Dive Brief:
- Eli Lilly announced Monday plans to sell regional rights for two legacy antibiotics and a facility that manufactures one of them to a specialty drugmaker based in China.
- The buyer, named Eddingpharm, has agreed to pay Lilly $75 million upfront and another $300 million once the deal closes, which is anticipated later this year or early next. In exchange, Eddingpharm receives rights in China to Vancocin and Ceclor, both broad-spectrum antibiotics, as well as a plant in Suzhou, China that produces Ceclor.
- The Suzhou site employs around 250 people, according to a Lilly spokesperson. In a statement, the big pharma said each worker at the Ceclor plant, along with "certain employees from shared functions," will be offered the opportunity to stay there and work for Eddingpharm.
Dive Insight:
Antibiotics remain a pain point for big pharma. Amid the growing threat of antimicrobial resistance, government agencies and health policy experts have called on the industry to put more R&D dollars toward finding new antibiotics.
Many lawmakers have been willing to incentivize the work as well. In the U.S., the Generating Antibiotic Incentives Now Act offers drug companies expedited regulatory reviews and additional market exclusivity for developing antibiotics that meet certain criteria.

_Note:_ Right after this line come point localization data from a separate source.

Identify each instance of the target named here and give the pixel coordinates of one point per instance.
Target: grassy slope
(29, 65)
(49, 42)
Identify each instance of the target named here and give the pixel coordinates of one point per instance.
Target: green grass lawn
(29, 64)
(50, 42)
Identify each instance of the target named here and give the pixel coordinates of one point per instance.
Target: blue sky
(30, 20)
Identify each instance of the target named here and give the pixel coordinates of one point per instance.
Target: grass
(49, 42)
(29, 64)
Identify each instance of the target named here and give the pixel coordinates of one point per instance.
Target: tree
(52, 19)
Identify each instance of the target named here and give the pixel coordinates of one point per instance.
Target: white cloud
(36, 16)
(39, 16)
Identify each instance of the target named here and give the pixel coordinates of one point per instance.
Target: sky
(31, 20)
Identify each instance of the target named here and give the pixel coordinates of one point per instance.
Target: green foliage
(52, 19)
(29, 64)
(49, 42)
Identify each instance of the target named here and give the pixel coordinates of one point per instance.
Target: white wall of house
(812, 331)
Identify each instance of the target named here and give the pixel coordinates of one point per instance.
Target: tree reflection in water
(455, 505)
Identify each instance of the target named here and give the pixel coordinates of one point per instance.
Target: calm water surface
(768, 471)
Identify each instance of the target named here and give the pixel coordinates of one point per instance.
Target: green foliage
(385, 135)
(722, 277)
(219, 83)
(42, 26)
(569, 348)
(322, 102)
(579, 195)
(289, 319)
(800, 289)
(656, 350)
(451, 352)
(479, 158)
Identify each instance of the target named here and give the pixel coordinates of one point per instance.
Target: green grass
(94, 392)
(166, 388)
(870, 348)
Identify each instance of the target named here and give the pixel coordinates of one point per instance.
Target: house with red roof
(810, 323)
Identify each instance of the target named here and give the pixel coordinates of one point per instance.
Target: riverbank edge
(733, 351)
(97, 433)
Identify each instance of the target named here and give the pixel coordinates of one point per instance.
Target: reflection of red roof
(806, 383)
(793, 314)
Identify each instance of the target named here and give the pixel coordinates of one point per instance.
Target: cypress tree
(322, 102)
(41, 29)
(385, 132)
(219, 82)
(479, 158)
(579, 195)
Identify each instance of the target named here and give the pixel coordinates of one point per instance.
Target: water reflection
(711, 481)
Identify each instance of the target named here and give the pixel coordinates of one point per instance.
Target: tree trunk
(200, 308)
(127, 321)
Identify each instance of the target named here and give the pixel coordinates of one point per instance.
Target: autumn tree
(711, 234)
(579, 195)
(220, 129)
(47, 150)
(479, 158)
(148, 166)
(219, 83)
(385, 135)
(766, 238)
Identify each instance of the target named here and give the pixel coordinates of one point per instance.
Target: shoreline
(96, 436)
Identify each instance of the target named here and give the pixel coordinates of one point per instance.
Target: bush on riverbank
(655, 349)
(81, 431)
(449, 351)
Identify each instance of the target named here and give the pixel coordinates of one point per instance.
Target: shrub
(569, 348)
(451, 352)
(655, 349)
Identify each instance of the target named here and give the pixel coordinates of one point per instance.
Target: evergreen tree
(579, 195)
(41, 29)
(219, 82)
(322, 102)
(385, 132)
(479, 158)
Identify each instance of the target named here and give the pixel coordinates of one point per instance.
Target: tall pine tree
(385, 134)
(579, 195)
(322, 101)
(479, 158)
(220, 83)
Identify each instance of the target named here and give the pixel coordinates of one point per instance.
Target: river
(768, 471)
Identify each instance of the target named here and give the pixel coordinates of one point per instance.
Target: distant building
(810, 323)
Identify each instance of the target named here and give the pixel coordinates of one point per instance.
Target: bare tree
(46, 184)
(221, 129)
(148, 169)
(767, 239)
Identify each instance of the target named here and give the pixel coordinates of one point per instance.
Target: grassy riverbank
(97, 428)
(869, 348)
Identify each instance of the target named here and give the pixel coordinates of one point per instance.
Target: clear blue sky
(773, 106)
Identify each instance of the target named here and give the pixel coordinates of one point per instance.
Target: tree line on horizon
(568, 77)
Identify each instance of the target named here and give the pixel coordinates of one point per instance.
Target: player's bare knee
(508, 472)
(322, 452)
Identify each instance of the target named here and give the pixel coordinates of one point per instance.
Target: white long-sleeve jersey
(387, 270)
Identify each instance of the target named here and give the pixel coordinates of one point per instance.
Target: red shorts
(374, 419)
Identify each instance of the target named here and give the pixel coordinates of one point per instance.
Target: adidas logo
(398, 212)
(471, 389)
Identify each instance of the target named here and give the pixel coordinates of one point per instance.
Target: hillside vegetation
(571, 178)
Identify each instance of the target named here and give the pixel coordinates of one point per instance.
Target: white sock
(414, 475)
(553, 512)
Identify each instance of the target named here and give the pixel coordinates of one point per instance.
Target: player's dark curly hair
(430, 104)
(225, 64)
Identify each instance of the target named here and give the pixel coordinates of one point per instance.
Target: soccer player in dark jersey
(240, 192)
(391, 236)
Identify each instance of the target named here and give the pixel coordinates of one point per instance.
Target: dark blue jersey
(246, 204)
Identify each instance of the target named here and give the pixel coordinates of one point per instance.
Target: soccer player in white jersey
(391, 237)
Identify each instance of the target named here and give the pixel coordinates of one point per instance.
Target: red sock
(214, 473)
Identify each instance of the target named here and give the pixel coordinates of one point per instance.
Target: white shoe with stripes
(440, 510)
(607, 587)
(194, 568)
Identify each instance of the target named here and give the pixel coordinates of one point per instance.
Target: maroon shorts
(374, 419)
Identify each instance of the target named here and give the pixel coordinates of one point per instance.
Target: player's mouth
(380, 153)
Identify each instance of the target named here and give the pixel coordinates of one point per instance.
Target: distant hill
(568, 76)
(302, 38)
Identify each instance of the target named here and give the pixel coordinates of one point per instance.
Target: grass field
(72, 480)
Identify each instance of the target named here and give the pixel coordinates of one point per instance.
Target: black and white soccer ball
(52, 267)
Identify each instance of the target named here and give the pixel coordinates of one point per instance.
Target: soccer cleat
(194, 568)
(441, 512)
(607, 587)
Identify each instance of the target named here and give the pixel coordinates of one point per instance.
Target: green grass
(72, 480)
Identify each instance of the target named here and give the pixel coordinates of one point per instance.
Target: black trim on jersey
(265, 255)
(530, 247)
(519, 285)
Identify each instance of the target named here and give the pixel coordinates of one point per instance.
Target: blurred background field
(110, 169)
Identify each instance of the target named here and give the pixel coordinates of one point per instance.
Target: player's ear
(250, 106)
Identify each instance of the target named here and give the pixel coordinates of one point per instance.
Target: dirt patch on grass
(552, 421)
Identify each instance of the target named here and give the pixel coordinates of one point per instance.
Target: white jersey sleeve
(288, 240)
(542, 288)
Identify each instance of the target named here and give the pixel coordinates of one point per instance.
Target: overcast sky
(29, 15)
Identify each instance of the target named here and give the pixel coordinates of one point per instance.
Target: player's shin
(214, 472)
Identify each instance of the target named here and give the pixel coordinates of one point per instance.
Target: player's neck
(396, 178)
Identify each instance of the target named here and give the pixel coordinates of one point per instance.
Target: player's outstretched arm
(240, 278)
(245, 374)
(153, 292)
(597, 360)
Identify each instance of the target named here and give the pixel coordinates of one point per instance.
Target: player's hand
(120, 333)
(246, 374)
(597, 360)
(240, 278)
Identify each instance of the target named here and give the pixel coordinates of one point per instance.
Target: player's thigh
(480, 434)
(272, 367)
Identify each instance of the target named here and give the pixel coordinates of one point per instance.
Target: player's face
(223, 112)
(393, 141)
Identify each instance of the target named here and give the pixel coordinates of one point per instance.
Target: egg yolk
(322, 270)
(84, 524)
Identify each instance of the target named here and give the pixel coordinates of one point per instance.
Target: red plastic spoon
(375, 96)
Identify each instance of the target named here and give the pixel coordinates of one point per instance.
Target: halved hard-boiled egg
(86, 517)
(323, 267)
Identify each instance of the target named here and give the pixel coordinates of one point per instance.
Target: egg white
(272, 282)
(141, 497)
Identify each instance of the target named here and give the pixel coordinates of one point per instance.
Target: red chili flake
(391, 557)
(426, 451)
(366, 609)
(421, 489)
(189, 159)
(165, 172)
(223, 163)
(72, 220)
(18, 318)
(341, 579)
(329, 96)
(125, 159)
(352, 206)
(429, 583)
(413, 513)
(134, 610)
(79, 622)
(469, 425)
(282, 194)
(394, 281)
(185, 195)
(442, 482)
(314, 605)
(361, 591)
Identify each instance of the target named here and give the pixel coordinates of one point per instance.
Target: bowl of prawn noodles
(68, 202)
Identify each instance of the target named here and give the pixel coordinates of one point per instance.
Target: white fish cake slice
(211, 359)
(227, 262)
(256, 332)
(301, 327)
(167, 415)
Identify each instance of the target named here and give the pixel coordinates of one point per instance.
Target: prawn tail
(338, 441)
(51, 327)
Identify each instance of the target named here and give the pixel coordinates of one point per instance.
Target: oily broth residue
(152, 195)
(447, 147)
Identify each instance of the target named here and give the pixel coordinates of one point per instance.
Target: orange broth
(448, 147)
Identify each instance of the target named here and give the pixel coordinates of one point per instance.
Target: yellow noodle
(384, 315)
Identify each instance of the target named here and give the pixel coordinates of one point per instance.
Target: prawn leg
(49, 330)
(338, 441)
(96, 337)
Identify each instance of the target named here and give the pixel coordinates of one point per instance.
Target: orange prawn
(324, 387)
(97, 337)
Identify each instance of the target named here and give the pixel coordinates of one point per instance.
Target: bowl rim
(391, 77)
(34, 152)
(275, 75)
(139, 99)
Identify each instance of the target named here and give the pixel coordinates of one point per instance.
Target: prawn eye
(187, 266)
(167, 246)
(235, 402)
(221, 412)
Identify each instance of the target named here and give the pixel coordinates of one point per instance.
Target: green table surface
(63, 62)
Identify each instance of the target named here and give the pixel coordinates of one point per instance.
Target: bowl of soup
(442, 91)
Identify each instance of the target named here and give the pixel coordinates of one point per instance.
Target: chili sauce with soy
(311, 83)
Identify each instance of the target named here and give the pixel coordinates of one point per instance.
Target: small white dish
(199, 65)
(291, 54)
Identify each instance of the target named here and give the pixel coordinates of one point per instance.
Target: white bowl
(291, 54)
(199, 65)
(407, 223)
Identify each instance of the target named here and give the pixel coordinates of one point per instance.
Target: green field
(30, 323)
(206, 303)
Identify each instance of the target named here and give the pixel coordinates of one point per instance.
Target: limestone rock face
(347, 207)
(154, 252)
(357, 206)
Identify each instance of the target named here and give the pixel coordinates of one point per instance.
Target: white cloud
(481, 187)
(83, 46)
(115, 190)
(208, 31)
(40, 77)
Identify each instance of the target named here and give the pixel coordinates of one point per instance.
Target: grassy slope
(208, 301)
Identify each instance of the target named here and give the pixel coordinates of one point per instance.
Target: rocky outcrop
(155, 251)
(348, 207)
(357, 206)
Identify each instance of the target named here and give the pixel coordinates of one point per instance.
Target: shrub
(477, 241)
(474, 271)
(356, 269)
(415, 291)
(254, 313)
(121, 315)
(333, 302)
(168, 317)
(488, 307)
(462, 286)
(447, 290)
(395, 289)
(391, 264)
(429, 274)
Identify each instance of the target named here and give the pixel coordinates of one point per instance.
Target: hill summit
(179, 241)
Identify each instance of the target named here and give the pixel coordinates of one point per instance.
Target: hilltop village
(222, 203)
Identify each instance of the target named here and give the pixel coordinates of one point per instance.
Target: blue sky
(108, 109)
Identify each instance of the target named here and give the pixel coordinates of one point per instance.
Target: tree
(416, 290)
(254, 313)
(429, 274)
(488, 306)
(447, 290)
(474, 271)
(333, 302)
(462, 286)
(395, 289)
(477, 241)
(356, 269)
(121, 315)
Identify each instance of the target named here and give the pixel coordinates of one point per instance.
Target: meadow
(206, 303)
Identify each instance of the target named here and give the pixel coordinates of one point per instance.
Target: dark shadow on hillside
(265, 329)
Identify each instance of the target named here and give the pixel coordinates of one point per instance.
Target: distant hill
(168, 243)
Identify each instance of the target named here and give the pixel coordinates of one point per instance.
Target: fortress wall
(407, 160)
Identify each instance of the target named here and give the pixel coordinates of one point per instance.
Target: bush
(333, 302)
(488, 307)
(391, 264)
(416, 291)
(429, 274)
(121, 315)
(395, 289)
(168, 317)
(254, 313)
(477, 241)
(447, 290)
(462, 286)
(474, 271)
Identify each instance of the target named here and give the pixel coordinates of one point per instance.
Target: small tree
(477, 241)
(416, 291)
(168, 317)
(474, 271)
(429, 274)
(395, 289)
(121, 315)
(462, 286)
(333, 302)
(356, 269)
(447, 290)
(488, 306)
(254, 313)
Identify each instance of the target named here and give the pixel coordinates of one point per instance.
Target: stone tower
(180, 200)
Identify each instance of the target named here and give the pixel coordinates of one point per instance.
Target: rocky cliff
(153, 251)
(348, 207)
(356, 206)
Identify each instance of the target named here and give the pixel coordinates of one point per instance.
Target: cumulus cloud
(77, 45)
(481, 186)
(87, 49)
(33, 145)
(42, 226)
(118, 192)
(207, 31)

Drug companies, however, still find the commercial prospects for antibiotics both tricky and limited.
Regulators have encouraged healthcare providers to use the drugs sparingly, due again to concerns over antimicrobial resistance.
Pricing is also an issue. If the antibiotic is too expensive, it may run into reimbursement barriers or be inaccessible to many patients — particularly those in low- to middle-income countries, which already struggle with procuring antibiotics.
Drugmakers both large and small have scrapped antibiotics work because of the development and market challenges. Novartis in 2018 announced it would be exiting antibacterial and antiviral research. Achaogen, a California-based biotech, just recently filed for bankruptcy despite having received Food and Drug Administration approval for an antibiotic called Zemdri (plazomicin) less than a year ago.
"Those who have followed this field will recognize that scientific challenges and economic strain are not the exception but represent the typical scenario that is faced when a new antibacterial drug is developed," wrote a trio of regulatory and clinical research directors, who detailed the perils of antibiotic drug development in a February editorial published in New England Journal of Medicine.
Lilly is another company that has backed away. A spokesperson noted to BioPharma Dive that antibiotics are no longer a core therapeutic area for the company — though several legacy brands such as Ceclor and Vancocin are still available, mainly in emerging markets.
The spokesperson added that Lilly no longer actively promotes Ceclor and Vancocin in most countries, including the U.S., because the drugs went off patent many years ago.
Through the Eddingpharm deal, Lilly expects to free up resources for other products heading to the Chinese market.
"This transaction will enable Lilly China to better focus our resources on the exciting new therapies that we are launching in our core therapeutic areas, so that we can bring more life-changing medicines to patients in China," said Julio Gay-Ger, president and general manager of Lilly China, in the April 23 statement.